Despite meeting all of the requirements for a diploma, I had to take a class in college that covered material I had already passed in high school. Worse, this class wouldn’t earn me any credit toward a degree, although I had to pay full tuition for it.

Coming from a low-income family, I did not have the extra money to take a class that wouldn’t count toward my degree. Minnesota’s college graduates already carry one of the nation’s highest student debt loads and repay their loans at an above average rate. Yet remedial classes saddle students with additional debt, don’t earn them degrees, and deter them from completed their degrees – at a time when an increasing number of Minnesota jobs require post-secondary education.

Jazmyne McGill is the face of educational theft in Minnesota. What’s happened to her has happened to other students:

In fact, fewer than one in 10 students enrolled in remedial classes graduate from community college within three years. About a third complete a bachelor’s degrees in six years. Thirty percent of students who complete their remedial courses don’t even attempt entry-level college courses within 2 years, according to Complete College America.

Education Minnesota has been in the business of trapping students in failing schools for years. What they’re doing is unforgiveable. The thought that these students have to pay a price because Education Minnesota’s lobbyists are close friends with DFL politicians is infuriating.

What Education Minnesota and the DFL have stolen from Jazmyne McGill isn’t just time:

Burden is financial and emotional
These classes not only place a financial burden on our students but an emotional one as well. I can attest to the self-doubt that comes along with hearing I needed to take a remedial course. I felt defeated and as though I did not belong.

The fact that Jazmyne McGill had to doubt her abilities is appalling. Any educational system that instills that type of doubt in students needs to be torn down. Reform isn’t possible, at least not in the short term:

While many efforts are under way to strengthen the K-12 system long-term, there’s a solution available that can give Minnesota’s college students immediate relief: co-requisite classes. Co-requisites are an alternative approach to remedial education that alleviates the financial burden of remedial courses.
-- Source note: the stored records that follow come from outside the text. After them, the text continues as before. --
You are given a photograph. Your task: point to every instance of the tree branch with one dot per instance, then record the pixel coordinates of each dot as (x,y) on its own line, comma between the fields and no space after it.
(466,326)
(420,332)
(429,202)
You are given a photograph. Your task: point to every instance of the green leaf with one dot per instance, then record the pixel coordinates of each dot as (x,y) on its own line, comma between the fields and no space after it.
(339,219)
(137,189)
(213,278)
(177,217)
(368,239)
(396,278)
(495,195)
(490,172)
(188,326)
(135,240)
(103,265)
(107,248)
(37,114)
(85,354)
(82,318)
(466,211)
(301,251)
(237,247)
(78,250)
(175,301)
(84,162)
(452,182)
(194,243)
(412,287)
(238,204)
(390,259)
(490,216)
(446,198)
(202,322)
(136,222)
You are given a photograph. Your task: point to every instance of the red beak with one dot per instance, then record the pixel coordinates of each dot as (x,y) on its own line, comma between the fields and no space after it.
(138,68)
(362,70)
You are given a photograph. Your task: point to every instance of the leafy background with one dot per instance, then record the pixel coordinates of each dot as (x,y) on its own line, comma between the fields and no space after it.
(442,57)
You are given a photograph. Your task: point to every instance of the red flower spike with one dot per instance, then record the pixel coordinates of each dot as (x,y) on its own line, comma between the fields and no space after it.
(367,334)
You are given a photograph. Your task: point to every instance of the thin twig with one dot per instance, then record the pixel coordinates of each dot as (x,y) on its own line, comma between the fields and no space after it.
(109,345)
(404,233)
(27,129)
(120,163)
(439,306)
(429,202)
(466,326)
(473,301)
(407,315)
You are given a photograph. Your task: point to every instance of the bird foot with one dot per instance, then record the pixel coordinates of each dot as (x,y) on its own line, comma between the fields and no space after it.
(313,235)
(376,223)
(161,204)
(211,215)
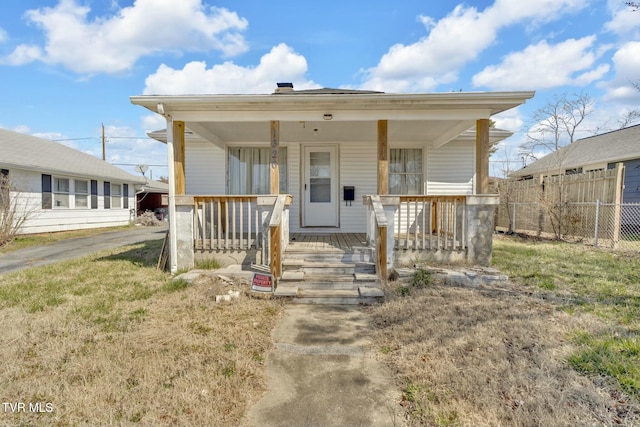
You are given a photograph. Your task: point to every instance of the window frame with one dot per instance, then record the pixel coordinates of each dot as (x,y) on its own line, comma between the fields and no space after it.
(77,194)
(404,174)
(58,193)
(117,198)
(283,158)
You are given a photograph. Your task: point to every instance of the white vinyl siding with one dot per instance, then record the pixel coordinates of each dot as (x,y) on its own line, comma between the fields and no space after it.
(205,165)
(29,190)
(451,169)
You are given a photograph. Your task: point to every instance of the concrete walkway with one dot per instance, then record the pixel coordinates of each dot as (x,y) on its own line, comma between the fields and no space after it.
(323,372)
(78,247)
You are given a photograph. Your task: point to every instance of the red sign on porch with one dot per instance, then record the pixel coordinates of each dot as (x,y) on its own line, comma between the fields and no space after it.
(262,282)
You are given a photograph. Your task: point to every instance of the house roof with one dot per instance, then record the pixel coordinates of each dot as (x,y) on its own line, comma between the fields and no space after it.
(309,116)
(614,146)
(30,153)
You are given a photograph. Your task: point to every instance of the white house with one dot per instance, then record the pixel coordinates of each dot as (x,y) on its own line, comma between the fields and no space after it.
(62,188)
(409,171)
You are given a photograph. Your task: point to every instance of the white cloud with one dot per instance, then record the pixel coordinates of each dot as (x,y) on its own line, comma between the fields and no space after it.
(23,54)
(113,44)
(456,40)
(624,22)
(543,66)
(626,63)
(280,64)
(152,122)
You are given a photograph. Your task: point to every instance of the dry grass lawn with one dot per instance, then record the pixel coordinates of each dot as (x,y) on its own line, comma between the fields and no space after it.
(511,355)
(109,340)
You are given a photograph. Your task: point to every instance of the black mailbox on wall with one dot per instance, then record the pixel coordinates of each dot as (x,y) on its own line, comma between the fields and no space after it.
(349,194)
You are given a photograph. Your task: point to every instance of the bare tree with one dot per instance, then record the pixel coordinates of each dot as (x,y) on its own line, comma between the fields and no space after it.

Co-requisites are entry-level credit-bearing classes that provide supplemental academic instruction including individual assistance and on-line support, in areas where students have demonstrated skill gaps.

Co-requisite courses allow students to enter their desired programs of study within the first academic year and give them the opportunity to graduate on time. Rather than eliminate remedial instruction, they embed it into college-level, credit-bearing courses. They help students succeed, lead to higher graduation rates and show them the education system is on their side and wants them to graduate and become productive citizens and workers.

The first step in fixing this problem is to close failing schools. Any system that deprives students of the ability to learn is immoral. Leaving those schools open is immoral, too. Architects of an education system that tells students that they’re trapped in failing schools without a viable option is a system that’s corrupted. Those systems must be eliminated ASAP.

Finally, anyone caught defending the status quo should be fired, too. FYI- People who say all that’s needed is more funding are defending the status quo. That isn’t a solution. It’s a con game that’s played out too long.